Et l’interêt de la commune dans tout ça ?
La bonne gestion des affaires courantes de la commune semble être compromise par les luttes internes entre les élus à l’APC d’Oued Ghir. A titre d’exemple, le parc communal est dépourvu des commodités élémentaires de la vie. “Je ne vous cache pas que le parc communal n’a même pas de sanitaires (salle d’eau). Pire, comment se fait-il que ce parc, après l’affaire de 2009, lorsqu’il a été l’objet d’un vol, n’est même pas doté d’une ligne téléphonique», s’interroge M. Alili. Ce dernier regrette la dégradation du cadre de vie des citoyens générée par “la nonchalance” du P/APC qui, “n’ayant pas appliqué l’organigramme du service technique qui doit disposer d’un chef de service, on constate la prolifération des constructions illicites et l’absence de suivi d’hygiène au niveau de la commune”. Enfin, ces élus font appel à la tutelle pour sauver l’APC de Oued Ghir de cette impasse.
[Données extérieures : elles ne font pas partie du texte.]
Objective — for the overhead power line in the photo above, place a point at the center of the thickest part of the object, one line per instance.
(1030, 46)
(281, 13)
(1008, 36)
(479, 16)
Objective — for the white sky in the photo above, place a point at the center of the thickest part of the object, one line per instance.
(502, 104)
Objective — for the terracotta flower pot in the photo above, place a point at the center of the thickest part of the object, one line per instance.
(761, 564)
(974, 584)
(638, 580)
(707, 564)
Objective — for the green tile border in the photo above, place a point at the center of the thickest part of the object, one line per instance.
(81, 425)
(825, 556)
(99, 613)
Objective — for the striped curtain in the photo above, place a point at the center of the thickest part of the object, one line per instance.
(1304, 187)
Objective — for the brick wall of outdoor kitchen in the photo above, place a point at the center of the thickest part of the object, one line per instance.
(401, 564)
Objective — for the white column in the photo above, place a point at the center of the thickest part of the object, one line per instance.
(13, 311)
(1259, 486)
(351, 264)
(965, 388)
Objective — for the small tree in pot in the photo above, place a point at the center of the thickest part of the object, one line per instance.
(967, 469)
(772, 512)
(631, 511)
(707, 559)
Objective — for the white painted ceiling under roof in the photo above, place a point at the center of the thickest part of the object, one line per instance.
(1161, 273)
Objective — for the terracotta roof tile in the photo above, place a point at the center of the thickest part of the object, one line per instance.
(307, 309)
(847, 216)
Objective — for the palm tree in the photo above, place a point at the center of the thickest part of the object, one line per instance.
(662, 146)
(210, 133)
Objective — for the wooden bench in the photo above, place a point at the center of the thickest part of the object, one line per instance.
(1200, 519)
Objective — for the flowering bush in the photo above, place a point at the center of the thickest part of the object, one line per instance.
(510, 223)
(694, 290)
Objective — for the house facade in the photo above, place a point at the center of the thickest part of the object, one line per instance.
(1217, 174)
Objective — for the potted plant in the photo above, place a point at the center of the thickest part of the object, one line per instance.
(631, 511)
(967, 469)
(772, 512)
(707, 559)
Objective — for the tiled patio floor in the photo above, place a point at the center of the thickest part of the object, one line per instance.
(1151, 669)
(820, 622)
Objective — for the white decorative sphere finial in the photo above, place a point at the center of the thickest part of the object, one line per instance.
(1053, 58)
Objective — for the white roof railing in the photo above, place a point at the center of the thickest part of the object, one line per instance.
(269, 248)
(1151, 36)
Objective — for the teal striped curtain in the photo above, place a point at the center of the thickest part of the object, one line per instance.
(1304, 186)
“J’espère qu’il y aurait un sursaut de la part des responsables de la tutelle afin que l’APC soit remise sur les rails. Car, nous ne voulons pas cautionner le désarroi actuel», a indiqué M. Alili. “Je lance un appel au P/APC pour qu’il travaille avec les élus de l’assemblée. Je l’interpelle pour qu’il applique le code communal», dira pour sa part Zahir Cheikh.